N°1 de la défiscalisation immobilière

Protéger son conjoint grâce à l’investissement immobilier

Il existe de nombreuses manières de protéger son conjoint : la donation au dernier vivant, l’assurance-vie, etc.

Néanmoins, lorsqu’un contribuable investit dans l’immobilier, indirectement, il immunise son conjoint d’une conséquence financière que ce dernier pourrait éventuellement supporter.

Dans cette logique, deux paramètres conduisent à favoriser le conjoint lors d’une acquisition immobilière :

 

Assurance emprunteur

Lorsqu’un contribuable investit dans l’immobilier, il réalise cette opération par l’endettement (sauf exception). A ce titre, il va donc souscrire à un crédit immobilier et par conséquent à une assurance emprunteur (celle-ci étant obligatoire mais pas nécessairement celle commercialisée par l’organisme prêteur).

Lorsqu’un emprunteur n’est pas en mesure, pour cause de décès en particulier, de rembourser une mensualité de prêt, l’assurance emprunteur prend en charge le remboursement de cette mensualité.

Il convient alors de distinguer les assurances portant sur le risque décès et celles couvrant une invalidité ou une incapacité :

  • L’assurance décès : en cas de décès de l’assuré (ou emprunteur), l’assureur rembourse intégralement les mensualités de prêts restantes.
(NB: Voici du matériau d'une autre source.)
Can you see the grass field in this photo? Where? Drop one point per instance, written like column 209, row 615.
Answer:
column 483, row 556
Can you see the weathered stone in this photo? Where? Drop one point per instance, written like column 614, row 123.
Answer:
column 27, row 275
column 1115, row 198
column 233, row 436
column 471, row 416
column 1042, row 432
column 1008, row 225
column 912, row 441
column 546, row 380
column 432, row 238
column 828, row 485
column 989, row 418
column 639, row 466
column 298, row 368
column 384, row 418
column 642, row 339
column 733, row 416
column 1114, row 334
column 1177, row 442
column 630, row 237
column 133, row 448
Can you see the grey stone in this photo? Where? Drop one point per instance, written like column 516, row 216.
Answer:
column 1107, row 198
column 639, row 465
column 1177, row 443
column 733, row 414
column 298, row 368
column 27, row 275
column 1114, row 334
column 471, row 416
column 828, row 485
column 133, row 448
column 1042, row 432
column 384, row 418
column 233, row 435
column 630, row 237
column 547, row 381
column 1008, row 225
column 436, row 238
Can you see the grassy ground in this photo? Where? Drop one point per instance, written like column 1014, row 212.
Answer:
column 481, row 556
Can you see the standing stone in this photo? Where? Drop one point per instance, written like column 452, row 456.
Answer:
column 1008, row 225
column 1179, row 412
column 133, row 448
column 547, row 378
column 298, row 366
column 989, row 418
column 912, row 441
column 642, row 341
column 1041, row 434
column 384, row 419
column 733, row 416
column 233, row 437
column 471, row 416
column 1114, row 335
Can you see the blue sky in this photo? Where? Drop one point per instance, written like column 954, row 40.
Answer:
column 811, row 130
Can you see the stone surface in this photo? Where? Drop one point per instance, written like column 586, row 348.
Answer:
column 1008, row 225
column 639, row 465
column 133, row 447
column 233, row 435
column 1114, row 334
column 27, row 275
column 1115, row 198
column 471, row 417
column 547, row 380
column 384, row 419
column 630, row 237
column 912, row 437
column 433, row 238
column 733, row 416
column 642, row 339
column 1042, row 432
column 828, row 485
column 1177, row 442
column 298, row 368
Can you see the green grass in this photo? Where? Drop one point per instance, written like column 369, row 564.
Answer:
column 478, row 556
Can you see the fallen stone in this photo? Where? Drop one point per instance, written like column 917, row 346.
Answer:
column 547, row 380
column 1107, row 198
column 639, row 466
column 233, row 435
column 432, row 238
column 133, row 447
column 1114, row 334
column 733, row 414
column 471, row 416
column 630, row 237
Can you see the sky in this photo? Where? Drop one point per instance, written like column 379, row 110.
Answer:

Quel que soit le régime matrimonial, le conjoint survivant ne sera jamais amené à rembourser le capital restant dû.
  • L’assurance invalidité : la logique est identique : l’organisme assureur prendra en charge toutes les mensualités de remboursement pendant toute la durée d’invalidité de l’assuré et sans tenir compte de ses revenus.

 

Par conséquent, qu’elle couvre le décès ou l’invalidité de l’assuré, l’assurance emprunteur est un moyen simple de protéger son conjoint.

 

Les revenus locatifs

En investissant dans un ou plusieurs biens immobiliers, le contribuable se construit du patrimoine et notamment un patrimoine de rapport. En effet, l’acquisition d’un bien immobilier conduit naturellement à sa mise en location.

Les revenus tirés de la location permettent dans un premier temps de rembourser les mensualités d’emprunt. Mais, en cas de décès de l’emprunteur, l’assurance emprunteur s’acquitte du capital restant dû et les revenus locatifs deviennent alors pleinement des revenus complémentaires pour le conjoint survivant.